The prisoner stepping aside to miss the puddle is a curious action to perform while walking to one’s death and serves as a moral climax to Orwell who then realises, “what it means to destroy a healthy, conscious man. When I saw the prisoner step aside to avoid the puddle, I saw the mystery, the unspeakable wrongness, of cutting a life short when it is in full tide. This man was not dying, he was alive just as we were alive.” Through witnessing that this man, who seemed so invalid, was still able to perform basic actions of reasoning, the author was able to identify the prisoner correspondingly to the dog’s temperament, stating, “He and we were a party of men walking together, seeing, hearing, feeling, understanding the same world; and in two minutes with a sudden snap, one of us would be gone — one mind less, one world less.” Similarly, to how the puddle affected Orwell personally, the lynching itself clearly impacts other participants (p.2.).
Even though hangings occurred weekly, the author displayed that the prisoner’s “reiterated cry of ‘Ram! Ram! Ram! Ram!” to his god, was disturbing to workers (except the superintendent) who shared the opinion of, “get it over, stop that abominable noise!” The moment of the drop acts as the physical climax in the piece and the negative affect this particular hanging had on the prison guards can be seen through the text, “Everyone had changed colour. The Indians had gone grey like bad coffee, and one or two of the bayonets were wavering.” Orwell mentions that after witnessing the atrocities of mankind even the dog “retreated into a corner of the yard, where it stood among the weeds, looking timorously out at us.” Whether the workers began to see the same traits in the prisoner that Orwell saw or they were simply shocked by the man’s unusual cries, all of the characters evidently felt disturbed (p.3.). This point can be further confirmed by the men celebrating amongst each other to reaffirm that what they had done was okay.
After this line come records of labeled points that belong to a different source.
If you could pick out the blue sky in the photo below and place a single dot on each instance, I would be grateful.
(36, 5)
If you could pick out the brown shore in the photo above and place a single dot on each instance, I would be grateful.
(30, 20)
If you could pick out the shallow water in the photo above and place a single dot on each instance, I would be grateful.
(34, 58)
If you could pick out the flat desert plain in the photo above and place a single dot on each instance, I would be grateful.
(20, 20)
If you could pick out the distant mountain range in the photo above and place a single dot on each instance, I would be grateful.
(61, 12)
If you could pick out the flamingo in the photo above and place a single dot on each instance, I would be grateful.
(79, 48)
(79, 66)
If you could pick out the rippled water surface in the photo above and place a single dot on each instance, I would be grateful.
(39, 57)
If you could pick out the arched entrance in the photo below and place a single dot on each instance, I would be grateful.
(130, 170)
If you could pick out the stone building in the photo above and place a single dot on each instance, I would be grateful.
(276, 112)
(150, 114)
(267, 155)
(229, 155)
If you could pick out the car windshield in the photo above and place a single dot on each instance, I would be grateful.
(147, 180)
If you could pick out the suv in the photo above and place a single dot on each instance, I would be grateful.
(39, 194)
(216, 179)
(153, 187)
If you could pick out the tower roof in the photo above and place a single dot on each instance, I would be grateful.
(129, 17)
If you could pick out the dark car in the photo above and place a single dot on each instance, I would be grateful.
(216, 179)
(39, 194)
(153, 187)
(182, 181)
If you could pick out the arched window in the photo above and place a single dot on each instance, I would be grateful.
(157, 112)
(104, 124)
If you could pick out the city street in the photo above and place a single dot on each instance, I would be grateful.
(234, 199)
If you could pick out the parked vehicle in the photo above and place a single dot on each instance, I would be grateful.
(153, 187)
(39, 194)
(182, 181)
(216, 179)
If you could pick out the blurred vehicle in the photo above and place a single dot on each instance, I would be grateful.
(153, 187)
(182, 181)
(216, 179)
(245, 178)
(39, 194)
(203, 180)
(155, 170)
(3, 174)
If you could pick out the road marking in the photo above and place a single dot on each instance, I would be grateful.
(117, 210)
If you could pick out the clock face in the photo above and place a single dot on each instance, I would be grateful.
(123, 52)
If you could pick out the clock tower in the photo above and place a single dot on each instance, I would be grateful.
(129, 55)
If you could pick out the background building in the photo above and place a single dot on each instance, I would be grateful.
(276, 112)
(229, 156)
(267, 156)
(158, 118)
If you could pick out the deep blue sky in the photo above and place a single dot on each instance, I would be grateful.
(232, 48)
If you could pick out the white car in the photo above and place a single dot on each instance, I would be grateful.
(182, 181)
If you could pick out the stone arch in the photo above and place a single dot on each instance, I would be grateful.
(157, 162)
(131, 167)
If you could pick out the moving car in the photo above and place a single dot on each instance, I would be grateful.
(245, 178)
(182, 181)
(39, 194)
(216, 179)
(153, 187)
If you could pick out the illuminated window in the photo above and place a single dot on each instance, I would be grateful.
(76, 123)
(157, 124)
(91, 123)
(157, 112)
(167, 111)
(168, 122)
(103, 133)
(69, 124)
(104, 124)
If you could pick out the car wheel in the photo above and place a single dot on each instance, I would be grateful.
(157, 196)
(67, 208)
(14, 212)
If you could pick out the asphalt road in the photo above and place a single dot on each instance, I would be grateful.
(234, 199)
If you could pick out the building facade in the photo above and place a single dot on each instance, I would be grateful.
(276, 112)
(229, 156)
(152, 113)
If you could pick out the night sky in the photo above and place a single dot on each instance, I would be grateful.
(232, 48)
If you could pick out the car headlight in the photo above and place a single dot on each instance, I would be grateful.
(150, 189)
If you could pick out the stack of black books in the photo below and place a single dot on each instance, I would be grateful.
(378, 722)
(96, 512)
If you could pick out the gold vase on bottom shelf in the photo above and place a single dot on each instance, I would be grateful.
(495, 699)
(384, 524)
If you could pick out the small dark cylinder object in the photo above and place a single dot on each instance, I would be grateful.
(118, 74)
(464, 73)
The celebration signals an end to the narrative but doubles as the beginning of a new desensitization cycle in preparation for the next week. It is obvious through multiple lines in the text that they all wanted to distract themselves not only by drinking, but also by garrulously laughing for minor reasons, “Several people laughed — at what, nobody seemed certain…. I found that I was laughing quite loudly. Everyone was laughing…. We all began laughing again. At that moment, Francis’s anecdote seemed extraordinarily funny.” Through all of this unnecessary laughter and questionable ‘happiness’ shown by the workers, the author is presenting the prison staff numbing guilt and reassuring the actions of peers (p.4.). The writer’s last words, “The dead man was a hundred yards away” display that the underlying issue was physically out of sight and mentally out of mind thus signalling a new ‘cycle’ beginning (p.4.).
In conclusion Orwell’s use of symbols such as characters, the puddle, the hanging itself and the celebration are effective in demonstrating the way in which humans purposefully blind themselves from transgressions of their own and of the people around them in order to accept actions that go against their core beliefs and values. Orwell’s seemingly concise writing style shares a double meaning to convey the writer’s own beliefs as if it were a work of knowledge, but because of this second agenda, ‘A Hanging’ can be identified as a work of power.